Ein starker Auftritt von Annalena Baerbock. Diktator-Vorwürfe von Joe Biden. Aber das Ziel des Westens, Russlands Präsidenten Wladimir Putin wirklich von der gesamten Staatengemeinschaft an den Pranger stellen zu lassen, das bleibt unerreichbar.
Die Dringlichkeitssitzung der UN-Vollversammlung ist dafür der jüngste Beleg. Nato, EU, USA und Berlin sind ja zu Recht stolz auf die enorme Geschlossenheit und Entschlossenheit. Mit seinem menschenverachtenden Angriffskrieg gegen die Ukraine hat der Kreml-Chef eine transatlantische Einigkeit wiederbelebt. Großbritannien ist irgendwie zurück im Club, die Osteuropäer nehmen Flüchtlinge auf. Was für Entwicklungen!

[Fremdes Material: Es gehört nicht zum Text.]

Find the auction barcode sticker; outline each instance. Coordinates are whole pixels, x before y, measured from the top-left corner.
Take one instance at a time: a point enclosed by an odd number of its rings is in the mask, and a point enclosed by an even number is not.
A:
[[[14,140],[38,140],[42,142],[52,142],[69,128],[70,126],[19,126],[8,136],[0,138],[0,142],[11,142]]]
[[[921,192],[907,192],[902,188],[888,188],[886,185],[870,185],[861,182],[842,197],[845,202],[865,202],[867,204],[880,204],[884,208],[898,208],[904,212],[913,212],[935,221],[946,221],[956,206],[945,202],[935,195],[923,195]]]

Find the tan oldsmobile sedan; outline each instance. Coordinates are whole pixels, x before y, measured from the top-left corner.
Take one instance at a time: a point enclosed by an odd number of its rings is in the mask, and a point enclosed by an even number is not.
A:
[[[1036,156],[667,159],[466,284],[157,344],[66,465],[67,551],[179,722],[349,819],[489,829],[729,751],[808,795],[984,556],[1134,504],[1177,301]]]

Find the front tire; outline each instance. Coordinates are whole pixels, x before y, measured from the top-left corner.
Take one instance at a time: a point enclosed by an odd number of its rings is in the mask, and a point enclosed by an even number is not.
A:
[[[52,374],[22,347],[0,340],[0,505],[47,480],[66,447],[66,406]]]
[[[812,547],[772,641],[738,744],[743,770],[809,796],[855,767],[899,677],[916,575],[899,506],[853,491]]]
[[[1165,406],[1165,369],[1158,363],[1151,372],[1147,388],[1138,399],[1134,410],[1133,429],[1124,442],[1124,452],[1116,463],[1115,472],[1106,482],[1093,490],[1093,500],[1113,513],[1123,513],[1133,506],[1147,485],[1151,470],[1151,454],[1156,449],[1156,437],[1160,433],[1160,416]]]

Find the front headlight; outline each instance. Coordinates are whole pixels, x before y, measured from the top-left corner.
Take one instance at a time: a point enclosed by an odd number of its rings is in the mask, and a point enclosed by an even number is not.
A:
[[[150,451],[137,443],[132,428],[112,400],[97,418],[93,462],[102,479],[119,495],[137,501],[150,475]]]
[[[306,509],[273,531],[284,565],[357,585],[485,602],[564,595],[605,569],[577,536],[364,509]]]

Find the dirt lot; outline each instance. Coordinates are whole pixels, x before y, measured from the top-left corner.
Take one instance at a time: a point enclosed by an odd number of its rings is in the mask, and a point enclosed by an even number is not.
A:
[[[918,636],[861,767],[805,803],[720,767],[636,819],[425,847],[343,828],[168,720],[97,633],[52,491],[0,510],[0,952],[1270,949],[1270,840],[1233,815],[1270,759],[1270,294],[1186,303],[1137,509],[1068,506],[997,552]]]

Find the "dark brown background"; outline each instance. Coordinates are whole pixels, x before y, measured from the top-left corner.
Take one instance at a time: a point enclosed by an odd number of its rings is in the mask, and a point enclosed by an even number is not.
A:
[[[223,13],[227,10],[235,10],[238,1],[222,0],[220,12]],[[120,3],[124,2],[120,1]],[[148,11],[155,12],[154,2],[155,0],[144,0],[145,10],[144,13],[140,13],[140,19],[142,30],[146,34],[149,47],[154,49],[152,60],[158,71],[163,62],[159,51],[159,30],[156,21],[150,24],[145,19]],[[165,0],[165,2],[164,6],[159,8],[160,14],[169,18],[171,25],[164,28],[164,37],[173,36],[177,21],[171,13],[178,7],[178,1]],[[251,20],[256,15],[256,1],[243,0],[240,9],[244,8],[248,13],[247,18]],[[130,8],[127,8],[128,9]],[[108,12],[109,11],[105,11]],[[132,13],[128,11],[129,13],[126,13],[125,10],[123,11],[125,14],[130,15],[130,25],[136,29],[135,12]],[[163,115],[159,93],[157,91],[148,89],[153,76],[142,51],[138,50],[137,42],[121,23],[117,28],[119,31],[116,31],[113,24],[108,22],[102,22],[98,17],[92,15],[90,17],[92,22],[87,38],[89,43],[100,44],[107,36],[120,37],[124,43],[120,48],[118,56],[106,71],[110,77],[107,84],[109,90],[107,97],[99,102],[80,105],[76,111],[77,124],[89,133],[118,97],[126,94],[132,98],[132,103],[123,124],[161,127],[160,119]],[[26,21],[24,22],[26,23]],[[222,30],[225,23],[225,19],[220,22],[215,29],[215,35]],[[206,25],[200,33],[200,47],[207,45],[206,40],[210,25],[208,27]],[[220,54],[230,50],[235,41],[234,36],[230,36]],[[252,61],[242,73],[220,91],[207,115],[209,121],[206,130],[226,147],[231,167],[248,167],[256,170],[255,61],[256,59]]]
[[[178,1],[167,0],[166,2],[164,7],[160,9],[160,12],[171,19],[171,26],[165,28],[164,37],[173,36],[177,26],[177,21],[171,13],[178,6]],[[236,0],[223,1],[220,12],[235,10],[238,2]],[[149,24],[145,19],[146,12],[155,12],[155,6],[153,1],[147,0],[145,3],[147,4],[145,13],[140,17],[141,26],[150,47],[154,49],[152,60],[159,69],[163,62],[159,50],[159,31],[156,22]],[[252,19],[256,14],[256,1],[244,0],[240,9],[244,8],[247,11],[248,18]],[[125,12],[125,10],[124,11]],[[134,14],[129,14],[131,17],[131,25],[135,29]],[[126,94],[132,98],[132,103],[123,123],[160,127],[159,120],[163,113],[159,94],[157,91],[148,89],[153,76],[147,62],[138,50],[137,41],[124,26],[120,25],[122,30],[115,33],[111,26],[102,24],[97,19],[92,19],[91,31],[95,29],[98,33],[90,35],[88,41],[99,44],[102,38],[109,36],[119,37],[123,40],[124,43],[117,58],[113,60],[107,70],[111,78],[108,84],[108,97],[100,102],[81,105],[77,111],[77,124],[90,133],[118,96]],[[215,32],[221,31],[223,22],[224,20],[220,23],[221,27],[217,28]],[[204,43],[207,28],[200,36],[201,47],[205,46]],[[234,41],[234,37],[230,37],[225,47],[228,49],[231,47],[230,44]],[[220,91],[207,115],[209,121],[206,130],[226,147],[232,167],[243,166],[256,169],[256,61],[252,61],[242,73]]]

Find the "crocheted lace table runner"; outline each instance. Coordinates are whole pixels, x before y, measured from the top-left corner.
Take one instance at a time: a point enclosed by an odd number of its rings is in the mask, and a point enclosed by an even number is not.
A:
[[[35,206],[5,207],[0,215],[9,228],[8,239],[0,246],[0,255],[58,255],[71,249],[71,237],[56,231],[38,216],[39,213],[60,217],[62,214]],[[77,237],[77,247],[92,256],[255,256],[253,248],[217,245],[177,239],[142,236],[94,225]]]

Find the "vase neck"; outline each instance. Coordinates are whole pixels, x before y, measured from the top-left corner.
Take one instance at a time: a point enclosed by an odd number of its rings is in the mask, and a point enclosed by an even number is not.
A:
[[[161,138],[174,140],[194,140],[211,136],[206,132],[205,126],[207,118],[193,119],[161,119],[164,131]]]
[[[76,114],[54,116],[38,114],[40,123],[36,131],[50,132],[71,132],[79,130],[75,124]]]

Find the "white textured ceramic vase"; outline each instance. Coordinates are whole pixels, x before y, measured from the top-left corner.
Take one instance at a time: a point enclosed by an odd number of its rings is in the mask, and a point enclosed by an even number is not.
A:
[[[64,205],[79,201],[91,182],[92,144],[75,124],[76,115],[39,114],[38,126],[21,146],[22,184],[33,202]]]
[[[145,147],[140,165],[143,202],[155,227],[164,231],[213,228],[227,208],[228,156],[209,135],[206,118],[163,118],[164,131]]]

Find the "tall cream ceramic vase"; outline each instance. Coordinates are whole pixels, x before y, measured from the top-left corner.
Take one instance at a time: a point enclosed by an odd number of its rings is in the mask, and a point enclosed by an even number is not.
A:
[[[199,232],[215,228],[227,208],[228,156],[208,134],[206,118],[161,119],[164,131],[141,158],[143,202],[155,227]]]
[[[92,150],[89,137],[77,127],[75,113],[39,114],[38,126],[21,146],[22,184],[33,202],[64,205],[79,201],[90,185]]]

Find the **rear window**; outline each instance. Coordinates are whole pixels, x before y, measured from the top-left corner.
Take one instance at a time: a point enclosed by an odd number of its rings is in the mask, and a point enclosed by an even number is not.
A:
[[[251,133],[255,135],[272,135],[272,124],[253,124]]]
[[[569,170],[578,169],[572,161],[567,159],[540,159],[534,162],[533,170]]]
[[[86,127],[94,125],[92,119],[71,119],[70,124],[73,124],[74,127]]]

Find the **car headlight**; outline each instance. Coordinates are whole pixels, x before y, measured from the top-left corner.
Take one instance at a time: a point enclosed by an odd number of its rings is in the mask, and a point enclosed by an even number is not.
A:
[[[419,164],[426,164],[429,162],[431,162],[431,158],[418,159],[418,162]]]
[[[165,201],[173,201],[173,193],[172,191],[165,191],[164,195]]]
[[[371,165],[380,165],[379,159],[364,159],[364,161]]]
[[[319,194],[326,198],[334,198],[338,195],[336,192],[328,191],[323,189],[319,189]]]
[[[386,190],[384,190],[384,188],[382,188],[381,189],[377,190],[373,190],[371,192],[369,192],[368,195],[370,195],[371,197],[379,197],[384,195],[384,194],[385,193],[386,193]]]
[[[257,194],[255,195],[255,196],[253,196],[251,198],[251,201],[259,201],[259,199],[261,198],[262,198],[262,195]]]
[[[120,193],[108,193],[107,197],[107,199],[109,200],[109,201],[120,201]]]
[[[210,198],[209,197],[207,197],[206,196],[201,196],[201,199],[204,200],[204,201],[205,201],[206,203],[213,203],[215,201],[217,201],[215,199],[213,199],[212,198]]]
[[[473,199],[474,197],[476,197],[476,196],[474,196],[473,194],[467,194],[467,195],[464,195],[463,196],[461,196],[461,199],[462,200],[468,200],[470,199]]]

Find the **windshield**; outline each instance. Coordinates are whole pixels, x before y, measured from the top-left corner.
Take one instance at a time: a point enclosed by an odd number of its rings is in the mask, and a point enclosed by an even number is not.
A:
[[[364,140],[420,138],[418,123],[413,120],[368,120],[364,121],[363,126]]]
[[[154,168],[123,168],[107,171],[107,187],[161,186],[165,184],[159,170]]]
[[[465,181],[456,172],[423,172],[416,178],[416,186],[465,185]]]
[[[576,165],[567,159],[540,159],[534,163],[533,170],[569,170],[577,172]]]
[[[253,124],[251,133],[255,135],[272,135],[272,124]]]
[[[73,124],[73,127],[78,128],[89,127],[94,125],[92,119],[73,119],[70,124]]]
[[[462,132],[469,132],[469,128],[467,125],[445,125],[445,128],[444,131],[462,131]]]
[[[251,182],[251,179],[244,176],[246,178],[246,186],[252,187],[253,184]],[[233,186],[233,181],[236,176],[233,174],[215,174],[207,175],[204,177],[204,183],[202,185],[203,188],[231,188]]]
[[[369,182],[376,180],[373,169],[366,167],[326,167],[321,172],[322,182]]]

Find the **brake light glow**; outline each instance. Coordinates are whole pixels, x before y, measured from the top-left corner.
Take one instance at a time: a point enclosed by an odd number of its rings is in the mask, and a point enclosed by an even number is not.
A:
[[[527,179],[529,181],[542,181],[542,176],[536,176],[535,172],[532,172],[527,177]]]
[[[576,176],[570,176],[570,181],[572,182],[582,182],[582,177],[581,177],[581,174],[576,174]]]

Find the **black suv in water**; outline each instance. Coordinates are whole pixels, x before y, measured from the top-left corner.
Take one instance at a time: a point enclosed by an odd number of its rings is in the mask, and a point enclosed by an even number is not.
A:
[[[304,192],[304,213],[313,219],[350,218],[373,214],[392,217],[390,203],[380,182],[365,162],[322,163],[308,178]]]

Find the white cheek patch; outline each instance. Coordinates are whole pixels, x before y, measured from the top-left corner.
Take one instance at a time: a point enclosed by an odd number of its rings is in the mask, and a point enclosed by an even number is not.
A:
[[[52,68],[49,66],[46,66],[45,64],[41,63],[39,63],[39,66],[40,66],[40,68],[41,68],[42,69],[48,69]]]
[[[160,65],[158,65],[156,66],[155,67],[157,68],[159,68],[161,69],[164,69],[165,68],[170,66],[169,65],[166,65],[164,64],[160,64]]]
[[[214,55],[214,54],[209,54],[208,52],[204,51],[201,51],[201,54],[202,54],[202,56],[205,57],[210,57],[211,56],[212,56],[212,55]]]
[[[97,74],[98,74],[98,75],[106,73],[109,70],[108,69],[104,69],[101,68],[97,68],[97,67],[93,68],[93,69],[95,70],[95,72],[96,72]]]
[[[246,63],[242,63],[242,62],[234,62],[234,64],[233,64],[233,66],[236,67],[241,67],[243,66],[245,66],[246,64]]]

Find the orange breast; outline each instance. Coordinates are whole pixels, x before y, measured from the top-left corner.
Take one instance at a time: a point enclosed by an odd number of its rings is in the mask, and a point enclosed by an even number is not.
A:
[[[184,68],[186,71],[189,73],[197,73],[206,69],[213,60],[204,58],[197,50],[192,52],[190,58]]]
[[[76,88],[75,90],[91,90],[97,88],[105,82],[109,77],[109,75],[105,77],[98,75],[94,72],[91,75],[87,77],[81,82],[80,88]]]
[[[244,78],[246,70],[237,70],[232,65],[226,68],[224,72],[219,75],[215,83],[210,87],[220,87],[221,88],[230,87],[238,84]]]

Aber reicht das aus, um Putin zum Einlenken zu bringen, solange nicht alle bedeutenden Akteure mitmachen? Die Atommacht Indien will ihre Beziehungen zu Russland nicht gefährden, zeigt die eiskalte Schulter. Brasiliens Präsident Jair Bolsonaro ist der russische Dünger wichtiger.
Am bittersten - weil entscheidend - ist die chinesische Haltung. Im Westen gab es durchaus Hoffnung, Peking werde den russischen Krieg nicht einfach achselzuckend tolerieren. Das war eine von vielen Selbsttäuschungen. Statt sich an der Isolierung Putins zu beteiligen, ist Präsident Xi Jinping endgültig zu seinem wichtigsten Verbündeten geworden, das zeigt sich auch in New York.
Dort attackierte Außenministerin Baerbock ihren russischen Kollegen Sergej Lawrow mit großer Härte. Der könne sich selbst etwas vormachen, „aber Sie werden uns nicht täuschen“. Aber wenn der Westen glaubt, Putin stehe ganz alleine da, dann täuscht er sich selbst.